Perhatikan bahwa Anda tidak harus mengikuti definisi di atas secara ketat selama ada pemetaan satu-ke-satu antara nama kategori dan indeks label.

Berdasarkan spesifikasi di atas, buatlah matriks dan vektor berikut ini dan simpanlah ke dalam file biner:

  • Training data feature matrix: X_{\rm train} \in \mathbb{R}^{N_t \times d}
  • Training data label matrix: Y_{\rm train} \in \mathbb{N}^{N_t}
  • Validation data feature matrix: X_{\rm valid} \in \mathbb{R}^{N_v \times d}
  • Validation data label matrix: Y_{\rm valid} \in \mathbb{N}^{N_v}
  • Test data feature matrix: X_{\rm test} \in \mathbb{R}^{N_e \times d}
  • Test data label matrix: Y_{\rm test} \in \mathbb{N}^{N_e}

Di sini, N_t, N_v, N_e masing-masing mewakili jumlah contoh dalam data pelatihan, data validasi, dan data uji.

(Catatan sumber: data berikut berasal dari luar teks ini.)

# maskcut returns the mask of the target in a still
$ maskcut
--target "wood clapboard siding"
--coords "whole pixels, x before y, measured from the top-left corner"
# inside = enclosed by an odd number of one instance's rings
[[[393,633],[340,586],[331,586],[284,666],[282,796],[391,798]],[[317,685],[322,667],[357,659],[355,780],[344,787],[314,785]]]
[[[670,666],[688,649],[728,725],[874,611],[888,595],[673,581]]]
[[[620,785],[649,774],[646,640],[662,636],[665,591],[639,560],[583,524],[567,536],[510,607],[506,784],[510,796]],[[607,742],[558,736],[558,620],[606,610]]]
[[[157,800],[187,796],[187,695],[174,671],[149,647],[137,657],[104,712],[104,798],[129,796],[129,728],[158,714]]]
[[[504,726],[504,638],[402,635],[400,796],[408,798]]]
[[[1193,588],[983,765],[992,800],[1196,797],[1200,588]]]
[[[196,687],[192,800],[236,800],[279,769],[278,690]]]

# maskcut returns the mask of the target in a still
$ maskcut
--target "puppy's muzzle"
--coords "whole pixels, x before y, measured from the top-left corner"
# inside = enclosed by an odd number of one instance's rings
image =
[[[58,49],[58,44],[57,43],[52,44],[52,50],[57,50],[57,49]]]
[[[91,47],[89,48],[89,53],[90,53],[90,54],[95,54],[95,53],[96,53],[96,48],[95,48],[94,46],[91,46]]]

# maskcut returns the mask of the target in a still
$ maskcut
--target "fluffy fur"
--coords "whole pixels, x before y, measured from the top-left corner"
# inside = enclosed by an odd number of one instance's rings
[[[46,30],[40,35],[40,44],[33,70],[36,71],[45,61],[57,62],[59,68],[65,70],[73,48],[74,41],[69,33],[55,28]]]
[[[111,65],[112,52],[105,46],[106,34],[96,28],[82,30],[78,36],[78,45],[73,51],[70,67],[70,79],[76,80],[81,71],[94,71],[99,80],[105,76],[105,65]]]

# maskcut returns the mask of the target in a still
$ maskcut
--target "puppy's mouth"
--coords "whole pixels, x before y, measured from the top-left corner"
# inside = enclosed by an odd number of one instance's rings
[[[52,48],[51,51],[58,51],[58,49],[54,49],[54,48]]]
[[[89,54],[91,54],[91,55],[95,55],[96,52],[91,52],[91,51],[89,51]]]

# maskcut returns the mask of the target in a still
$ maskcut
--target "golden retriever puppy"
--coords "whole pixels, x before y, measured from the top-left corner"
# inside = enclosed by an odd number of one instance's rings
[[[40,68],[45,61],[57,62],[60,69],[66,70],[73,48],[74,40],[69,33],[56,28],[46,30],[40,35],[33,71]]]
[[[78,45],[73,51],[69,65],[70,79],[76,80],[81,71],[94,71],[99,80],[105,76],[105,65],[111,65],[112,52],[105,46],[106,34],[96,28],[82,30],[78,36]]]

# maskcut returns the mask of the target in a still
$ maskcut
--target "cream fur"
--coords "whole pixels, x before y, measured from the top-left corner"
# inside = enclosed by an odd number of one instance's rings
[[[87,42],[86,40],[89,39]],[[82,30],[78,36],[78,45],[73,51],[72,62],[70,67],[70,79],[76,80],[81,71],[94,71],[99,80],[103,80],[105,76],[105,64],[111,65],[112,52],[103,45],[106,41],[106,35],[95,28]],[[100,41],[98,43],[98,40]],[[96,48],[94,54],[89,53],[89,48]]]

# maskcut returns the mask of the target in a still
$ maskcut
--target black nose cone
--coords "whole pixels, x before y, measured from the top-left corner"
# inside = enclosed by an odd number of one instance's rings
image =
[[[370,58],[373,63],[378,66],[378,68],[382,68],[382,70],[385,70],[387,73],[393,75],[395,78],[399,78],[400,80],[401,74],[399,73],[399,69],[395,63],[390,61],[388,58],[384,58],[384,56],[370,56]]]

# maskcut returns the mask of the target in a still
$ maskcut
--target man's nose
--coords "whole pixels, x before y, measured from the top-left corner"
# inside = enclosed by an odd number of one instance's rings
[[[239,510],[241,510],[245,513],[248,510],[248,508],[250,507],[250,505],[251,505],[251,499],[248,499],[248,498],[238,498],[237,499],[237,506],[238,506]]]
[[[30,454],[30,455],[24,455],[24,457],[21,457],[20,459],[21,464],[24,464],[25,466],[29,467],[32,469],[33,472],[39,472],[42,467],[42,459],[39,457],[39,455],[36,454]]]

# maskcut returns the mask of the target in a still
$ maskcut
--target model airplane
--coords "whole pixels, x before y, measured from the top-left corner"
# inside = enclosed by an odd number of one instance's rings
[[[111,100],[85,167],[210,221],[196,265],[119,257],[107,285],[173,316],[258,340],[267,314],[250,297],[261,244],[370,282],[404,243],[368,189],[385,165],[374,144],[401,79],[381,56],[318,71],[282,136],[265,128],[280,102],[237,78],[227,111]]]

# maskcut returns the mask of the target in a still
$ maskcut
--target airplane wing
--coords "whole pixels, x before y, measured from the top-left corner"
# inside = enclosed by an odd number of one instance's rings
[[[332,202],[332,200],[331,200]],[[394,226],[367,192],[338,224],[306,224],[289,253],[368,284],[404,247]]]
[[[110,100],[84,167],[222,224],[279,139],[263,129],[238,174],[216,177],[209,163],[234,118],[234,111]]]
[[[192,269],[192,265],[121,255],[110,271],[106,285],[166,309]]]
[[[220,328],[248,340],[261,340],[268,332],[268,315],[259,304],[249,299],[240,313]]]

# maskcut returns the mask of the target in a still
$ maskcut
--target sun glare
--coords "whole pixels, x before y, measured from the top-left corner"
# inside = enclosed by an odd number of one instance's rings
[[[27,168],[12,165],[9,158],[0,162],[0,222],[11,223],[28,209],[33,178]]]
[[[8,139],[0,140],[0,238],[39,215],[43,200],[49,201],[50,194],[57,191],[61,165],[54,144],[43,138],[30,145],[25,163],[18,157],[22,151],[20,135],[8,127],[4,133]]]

!wget https://archive.ics.uci.edu/ml/machine-learning-databases/00359/NewsAggregatorDataset.zip
!unzip NewsAggregatorDataset.zip

import pandas as pd
from sklearn.model_selection import train_test_split
from gensim.models import KeyedVectors
import string
import torch

df = pd.read_csv('./newsCorporay.csv',
                 header=None,
                 sep='\t',
                 names=['ID', 'TITLE', 'URL', 'PUBLISHER', 'CATEGORY', 'STORY', 'HOSTNAME', 'TIMESTAMP']
                 )

df = df.loc[df['PUBLISHER'].isin(['Reuters', 'Huffington Post', 'Businessweek', 'Contactmusic.com', 'Daily Mail']), ['TITLE', 'CATEGORY']]

# split data
train, valid_test = train_test_split(
    df,
    test_size=0.2,
    shuffle=True,
    random_state=42,
    stratify=df['CATEGORY']
)
valid, test = train_test_split(
    valid_test,
    test_size=0.5,
    shuffle=True,
    random_state=42,
    stratify=valid_test['CATEGORY']
)

model = KeyedVectors.load_word2vec_format('GoogleNews-vectors-negative300.bin.gz', binary=True)

def w2v(text):
  words = text.translate(str.maketrans(string.punctuation, ' '*len(string.punctuation))).split()
  vec = [model[word] for word in words if word in model]
  return torch.tensor(sum(vec) / len(vec))

# create x vectors
X_train = torch.stack([w2v(text) for text in train['TITLE']])
X_valid = torch.stack([w2v(text) for text in valid['TITLE']])
X_test = torch.stack([w2v(text) for text in test['TITLE']])

# create y vectors
category_dict = {'b': 0, 't': 1, 'e':2, 'm':3}
y_train = torch.tensor(train['CATEGORY'].map(lambda x: category_dict[x]).values)
y_valid = torch.tensor(valid['CATEGORY'].map(lambda x: category_dict[x]).values)
y_test = torch.tensor(test['CATEGORY'].map(lambda x: category_dict[x]).values)

# save
torch.save(X_train, 'X_train.pt')
torch.save(X_valid, 'X_valid.pt')
torch.save(X_test, 'X_test.pt')
torch.save(y_train, 'y_train.pt')
torch.save(y_valid, 'y_valid.pt')
torch.save(y_test, 'y_test.pt')

71. Building Single Layer Neural Network

Muat matriks dan vektor dari soal 70. Hitung operasi-operasi berikut ini pada data pelatihan:

\hat{y}_1=softmax(x_1W),\\\hat{Y}=softmax(X_{[1:4]}W)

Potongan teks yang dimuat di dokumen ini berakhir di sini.